Aquarium and tropical fish are exempt so I kept my veggies growing with just gold fish. I did find one aquarium outlet that would sell to me but they were very expensive, delivery was astronomical by UPS and only a quarter of the fish lived. I wont do that again. I looked into buying gourami but they are a tropical and rquire 70 deg. water to live. Even in the greenhouse my water drops to 50 deg F. in winter. Setting up solar heating will help but probably not enough.
After reading in BYAP about bluegill I did some research. A perfiect fish and one that, if sorted by size, could grow out for the table in a year. Particularly if I can heat the water some in winter. I spoke with out of state fish hatchers and none would ship unless I had a permit. Further they dont ship to Arizona because of the heath certificate and license provisions are expensive. I finally located an outfit in Arizona that will deliver bluegill with a stocking permit. They are located clear across the state but sell bait fish in Las Vegas and pass within 15 miles of my place. The prices are reasonable. Brown's fish farm in Safford Az.
A stocking permit is issued by the State fish and game dept. and free. No inspection or license rquired for an individual, noncommercial operation. It is good for only one or two species and expires in 20 days. This document allows me to buy and keep bluegill without breaking the law and without all the hassle of licensing and inspection, health certificate.
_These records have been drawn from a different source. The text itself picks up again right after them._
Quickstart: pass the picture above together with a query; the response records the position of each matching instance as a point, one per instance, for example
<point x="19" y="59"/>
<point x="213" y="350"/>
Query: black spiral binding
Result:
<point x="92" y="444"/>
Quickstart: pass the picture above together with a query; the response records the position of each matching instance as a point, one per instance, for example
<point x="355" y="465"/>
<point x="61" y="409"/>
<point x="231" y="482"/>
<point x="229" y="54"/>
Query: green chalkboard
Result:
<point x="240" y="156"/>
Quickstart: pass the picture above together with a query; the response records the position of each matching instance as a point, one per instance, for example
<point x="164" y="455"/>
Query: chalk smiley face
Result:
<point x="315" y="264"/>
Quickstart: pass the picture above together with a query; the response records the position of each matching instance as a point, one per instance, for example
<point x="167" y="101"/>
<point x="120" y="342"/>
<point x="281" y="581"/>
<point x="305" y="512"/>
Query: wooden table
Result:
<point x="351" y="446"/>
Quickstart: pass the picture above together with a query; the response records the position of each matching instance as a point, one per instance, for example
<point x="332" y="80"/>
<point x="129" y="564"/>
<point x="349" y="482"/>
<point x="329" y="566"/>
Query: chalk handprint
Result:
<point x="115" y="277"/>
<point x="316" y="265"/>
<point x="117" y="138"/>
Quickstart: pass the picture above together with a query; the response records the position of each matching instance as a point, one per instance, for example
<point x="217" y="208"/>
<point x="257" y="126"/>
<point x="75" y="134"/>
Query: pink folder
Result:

The purpose of the stocking permit is to limit stocking fish that may endanger game fish in sport fishing waters. but still allow people to stock their ponds. I am in the middle of the desert 30 miles from any body of water or stream. I doubt that Arizona is unique with this ruling. I remember BYAP people from New Mexico, Califonia, and Nevada complaining about their state's fish laws. These are neighboring states and may have similar "Stocking Permit" rquirments that allow you to keep tailapia or whatever. Check it out!